Monday, March 29, 2010

Digital switch is dogma, not choice

I'm not a fan of the digital broadcast revolution.

We did get Sky Digital early at the start of this millennium, but got rid of it as soon as we could following a year of varying quality of service - varying between appalling and abysmal. After a year of putting up with pixelating programmes and frozen screens that required a complicated reboot of the set top box we were only too glad to get rid of it.

Of course, we have Freeview now which is tolerable - but only because we don't pay for it. Anyone of my age will remember the frequent interruptions to television programmes caused by technological breakdowns, faulty transmitters and "atmospherics" in the sixties so we're fairly used to that sort of thing now.

It's just a shame that just as they'd got the kinks ironed out of analogue TV to the point where it was generally reliable they then decide to junk it for more troublesome technology. It also means we have a TV aerial that wouldn't look out of place atop a battleship superstructure, but at least it gives somewhere for the magpies to roost.

The switch to digital is supposed to be about more "choice". It's true that there are more TV channels to choose from, but they are all showing the same dross that the main five channels chuck out anyway - just repeated ad infinitum. They even seem to schedule the same dozen films again and again and again and again. How many times have they put Terminator 2 on in the last six months?

So digital TV has hardly brought more choice and I doubt that digital radio will either - but yet again we're not going to get the choice. They're just going to turn off analogue radio from 2015. The question is ...why?

This isn't driven by the market - it's driven by some government obsession with the digital revolution. Why can't they just let the market decide? If digital proves good enough then people will switch to it - if they don't then it's not appropriate to switch off the analogue choices.

If it was really about "choice" then they'd let the market decide.

3 comments:

Larry said...

It's not about choice. Look at the TV licence as an example. If there was true choice involved, we'd all be able to buy a telly and watch any channels other than the BBC without having to pay the licence fee. But we can't, not legally.

Don't worry Stan, I'm only 31 and I'm also becoming more of a Luddite every day that passes.

Stan said...

Ah, but I'm not a Luddite, Larry - I have no problems with technology if it brings improvements.

But if it doesn't - then what's the point?

I've seen no improvement in the quality of television I watch since we went digital - it has, if anything, got worse. What's the point of pin sharp definition if the programmes are still dross?

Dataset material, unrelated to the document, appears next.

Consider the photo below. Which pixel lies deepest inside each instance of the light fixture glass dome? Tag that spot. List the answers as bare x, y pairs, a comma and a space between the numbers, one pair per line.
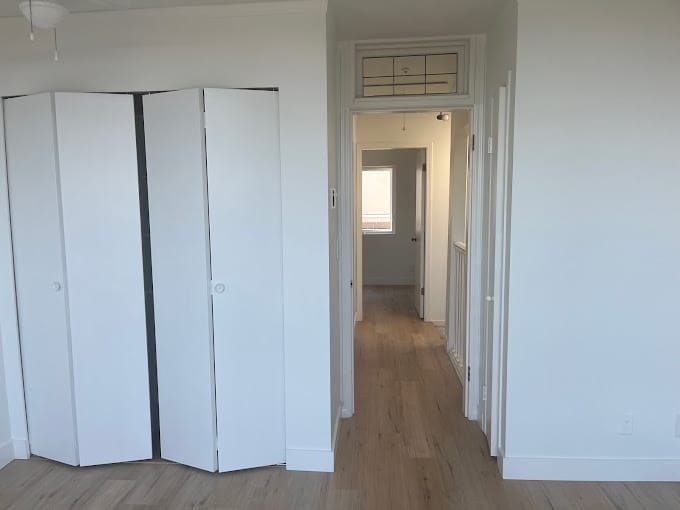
45, 14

I'm opposed to technology for technology sake or change for change sake. If something works then why replace it with something that doesn't?

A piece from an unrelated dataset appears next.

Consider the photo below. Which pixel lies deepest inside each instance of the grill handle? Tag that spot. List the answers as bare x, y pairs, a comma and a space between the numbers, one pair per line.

Sorry to bang on about it, but this is indicative of the progressive mindset. They are not interested in "progress" as in making things better - only in progress towards a specific goal.

Weekend Yachtsman said...

The point of digital radio is twofold:

1. Allow more rubbish channels to be shoehorned into the available bandwidth.

2. Permit the use of DRM so that you can't record stuff off the radio except how they want you to (ie not very often, not the most popular stuff, and for short-life or restricted replay only). This is the same as the digital/HDTV plan.

And no, it's nothing to do with choice or the market, as usual.

And of course, it will hardly work outside the M25. And the equipment will be much more complicated and expensive, and impossible to repair if it goes wrong (see under cars).

Just use the internet, that's what we do.

Until they find a way to make that complicated and difficult as well, of course.